The apparatus may further include an up-and-down moving unit installed between the movable structure and the transverse operation unit and supporting the transverse operation unit in a vertical direction relative to the movable structure.

In addition, it is preferable that the movable structural body includes a pair of support frames which are erected to face each other along a transverse direction of the work area, and whose upper ends are transversely connected by the transverse operation parts.

The expanding and contracting means includes a plurality of links successively arranged in an x-shape to form a link body; A plurality of fasteners vertically connecting the links; And a plurality of transverse bars connecting the link members back and forth at intervals so as to form a pair.

The rolling / tilting preventing means may include a rolling / tilting preventing means for simultaneously suppressing vertical and horizontal rotation of the lower end portion provided with the tool portion, wherein the rolling / tilting preventing means includes a pair of laterally adjacent links A pair of auxiliary links arranged side by side so as to resemble the pair of links; A plurality of auxiliary fasteners connecting one end of each of the auxiliary links to each corresponding link and connecting the other end to each other; A restraining pin protruding into the pair of auxiliary links coaxially with a central auxiliary fastener connecting the other ends of the pair of auxiliary links among the plurality of auxiliary fasteners; And a guide rod extending from one side of the barrel adjacent to the pair of links to pass through the slide hole of the restraining pin.

The rolling and yawing prevention means may include a rolling / yaw prevention means for simultaneously suppressing the vertical axis rotation and the vertical axis rotation of the lower end portion provided with the tool portion, wherein the rolling / A restraining pin protruding to be arranged in the transverse direction on one transverse bar of the transverse bar; And a guide rod extending from the other transverse bar of the pair of transverse rods so as to pass through the slide hole of the restricting pin.

According to the crop management robot of the present invention, since the body based on the movable structure is entirely in the form of a bridge, the body does not damage the crop during traveling or work, and thus the working efficiency can be further improved.

Further, since the management work is performed by the tool that moves according to the three-dimensional rectangular coordinates in the work area, the accuracy and speed of the work can be doubled.

Furthermore, since the scissors type extending and retracting means for moving the tool vertically are all restrained in the three axial directions by the rolling / tilting preventing means and the rolling / yaw preventing means, the crops can be accurately and stably managed without shaking .

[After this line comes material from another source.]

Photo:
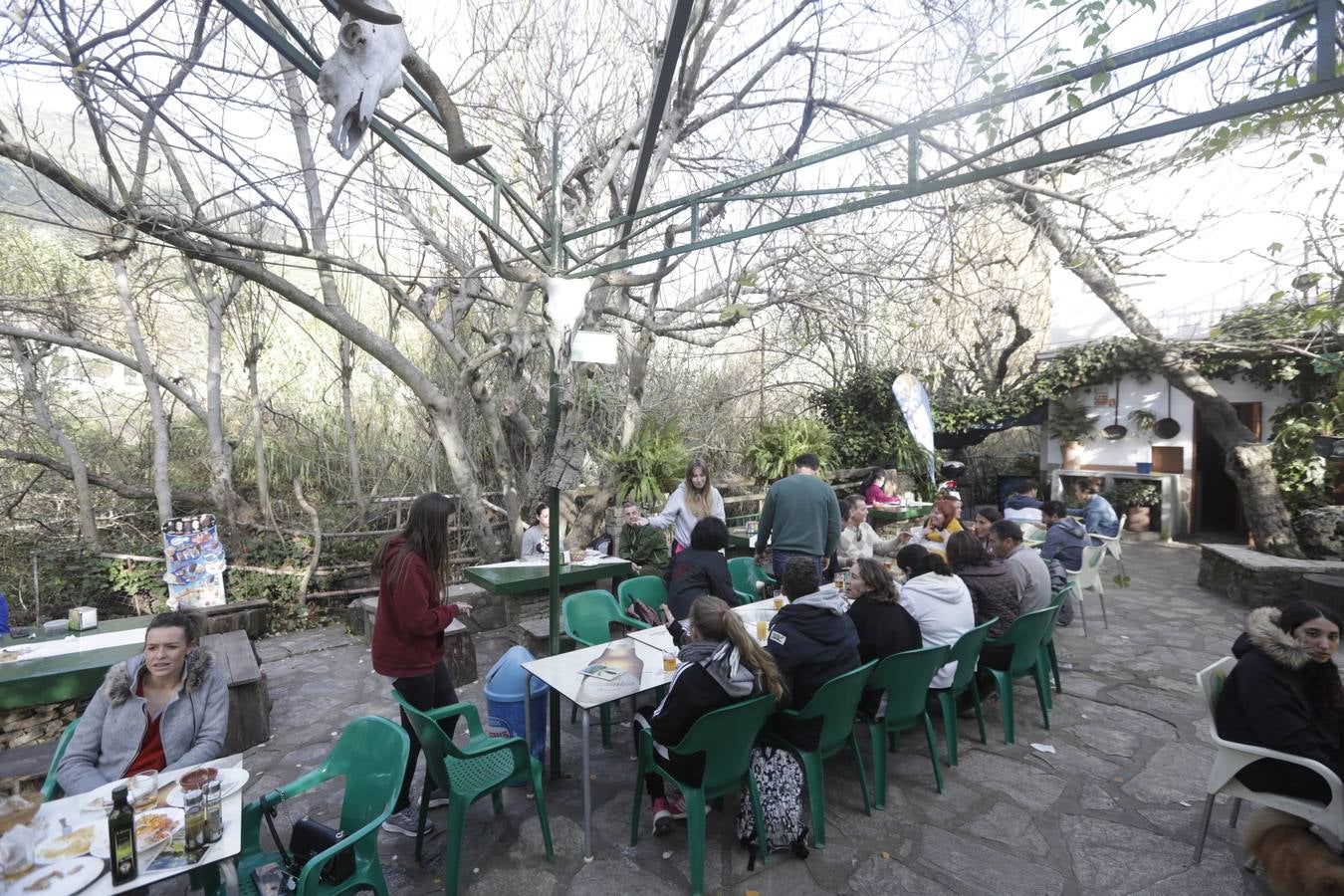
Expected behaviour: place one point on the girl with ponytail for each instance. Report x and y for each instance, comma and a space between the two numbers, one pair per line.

1 illustrates a conventional crop management robot;
2 is a perspective view of a crop management robot according to the present invention.
Figure 3 is a front view of Figure 2;
Fig. 4 is a plan view of Fig. 2; Fig.
Figure 5 is a front view of the support frame shown in Figure 2;
6 is a perspective view of the transverse operating portion shown in Fig.
7 is a perspective view showing the elongating and contracting means shown in Fig. 2 in detail.
Fig. 8 is a schematic view for explaining the operation of the stretching operation means shown in Fig. 2; Fig.

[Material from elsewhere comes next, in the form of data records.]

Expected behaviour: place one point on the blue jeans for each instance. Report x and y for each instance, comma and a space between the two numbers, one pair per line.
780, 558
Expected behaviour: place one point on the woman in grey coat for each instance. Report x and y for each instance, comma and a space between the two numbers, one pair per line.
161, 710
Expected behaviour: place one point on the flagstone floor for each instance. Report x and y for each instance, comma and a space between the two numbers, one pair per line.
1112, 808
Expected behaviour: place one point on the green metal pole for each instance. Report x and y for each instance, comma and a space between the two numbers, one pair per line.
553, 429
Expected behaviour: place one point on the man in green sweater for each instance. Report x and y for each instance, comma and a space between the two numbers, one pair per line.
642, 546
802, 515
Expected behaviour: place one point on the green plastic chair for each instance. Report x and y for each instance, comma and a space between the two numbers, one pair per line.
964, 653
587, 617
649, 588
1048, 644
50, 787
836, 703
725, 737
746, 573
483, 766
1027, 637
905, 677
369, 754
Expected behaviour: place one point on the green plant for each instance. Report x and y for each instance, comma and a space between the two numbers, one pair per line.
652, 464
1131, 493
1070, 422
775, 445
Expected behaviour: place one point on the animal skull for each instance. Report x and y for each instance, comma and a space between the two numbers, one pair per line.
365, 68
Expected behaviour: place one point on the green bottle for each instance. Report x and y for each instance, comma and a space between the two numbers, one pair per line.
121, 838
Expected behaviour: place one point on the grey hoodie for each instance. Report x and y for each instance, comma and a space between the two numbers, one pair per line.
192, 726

Hereinafter, a crop management robot according to an embodiment of the present invention will be described in detail with reference to the accompanying drawings.

The crop management robot of the present invention includes a movable structural body 3, a transverse operation portion 5, a lift portion 7, and a tool portion 9 as shown in FIG. 2 and FIG. And further includes a vertical elevator 11, and further includes a control unit for controlling the movement of the parts, and an image sensor for sensing the position or movement of the parts for control.

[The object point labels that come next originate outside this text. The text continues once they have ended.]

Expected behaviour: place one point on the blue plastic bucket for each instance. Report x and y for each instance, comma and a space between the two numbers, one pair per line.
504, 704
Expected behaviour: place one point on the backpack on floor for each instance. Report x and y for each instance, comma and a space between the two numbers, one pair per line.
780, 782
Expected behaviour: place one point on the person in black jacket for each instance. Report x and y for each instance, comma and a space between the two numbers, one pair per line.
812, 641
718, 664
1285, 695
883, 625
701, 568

Here, the movable structural body 3 is a part constituting the outer body of the crop management robot 1, and is constituted by combining a plurality of frames as shown in the normal view. In addition, the movable structure 3 is responsible for the x-axis movement, that is, the longitudinal movement, in three-dimensionally moving the tool 10 mounted on the tool section 9 according to the orthogonal coordinate system. At this time, the longitudinal movement is a movement in the work area (F) shown in Fig. 2, and the longitudinal movement causes the movable structure 3 to move the tool part 9 from one work area F to the other work area (F).

To this end, the movable structure 3 comprises, for example, a pair of support frames 21, as shown in Figs. 2 to 5, each support frame 21 having a work area F, As shown in FIG. Further, the upper portion may be connected laterally by the upper and lower movable portions 11 as shown, or may be connected by a separate transverse beam (not shown). When the support frame 21 is connected by the up and down moving part 11, the guide member 37 is mounted on the outer surface of the column 25 to selectively support the up and down moving part 11 up and down.

Each of the support frames 21 is constituted by a base 23, a column 25 and a horizontal bar 27 as shown in Fig. 5, and is composed of a wheel 29 and a drive motor 31 And a conveying means including a ball screw (33) and a screw motor (35).

Here, the base 23 is a structure constituting the base of the support frame 21, and is arranged in the longitudinal direction along the lateral boundary of the work area F, as shown in Figs. 2 to 5. The base 23 of the base 23 is provided with the wheels 29 of the starting means on both sides of the bottom surface thereof and the driving motor 31 is mounted on the portion adjacent to the column 25 to support the supporting frame 21, In the longitudinal direction. At this time, the drive motor 31 and the wheels 29 are connected to each other through the belt 39 and the pulley 41, so that the starting means drives the wheels 29 to the ground Or rotated over the rail 20, for example as shown in Fig. 4, so that the movable structure 3 can move in the longitudinal direction.

The column 25 is a structure vertically installed on the base 23 in the forward and backward directions. When there is no upward / downward moving part 11, And serves to support the elevation portion 7 and the tool portion 9 on the upper side of the work area F via the upper and lower elevation portions 11. To this end, the height of the column 25 is set in consideration of the height of the crop to be managed, which is planted in the work area F. 4, the column 25 can be moved up and down by the guide member 37 when the vertically movable portion 11 is vertically movable, as described above, The guide member 37 is arranged so as to be able to be matched with the upper and lower movable portions 11. For example, the guide member 37 may be attached only to the outer surface of the column 25 facing diagonally as shown in the drawing .

The horizontal bar 27 is a structure for connecting two columns 25 erected forward and backward on one base 23. The horizontal bar 27 is a structure for connecting the two columns 25, And on the top and on the top to support the column 25. At this time, the horizontal bar 27 at the upper end and the upper end are mounted with the ball screw 33 of the conveying means and the screw motor 35 arranged in the vertical direction on the outer surface. As shown in FIGS. 2 and 5, The upper and lower elevating portions 11 are moved up and down through a feed nut 43 threaded in the middle of the screw of the ball screw 33. [

The transverse operating portion 5 is a means for horizontally moving the tool 10 mounted on the tool portion 9 and is mounted on the movable structure 3 via a transverse beam (not shown) Or 2 to 4, the tool 10 used for crop management is operated at right angles to the moving direction of the movable structure 3, that is, right and left . At this time, the operation represents that the tool 10 mounted on the tool portion 9 is directly moved, and the movement represents that the tool 10 is moved indirectly. That is, for example, moving the movable structure 3 in the anteroposterior direction indirectly moving the tool 10 in the anteroposterior direction makes it possible to move the tool 10 relatively in the forward and backward direction by moving relative to the movable structure 3, The movement of the longitudinal movement means 65 is represented by an operation.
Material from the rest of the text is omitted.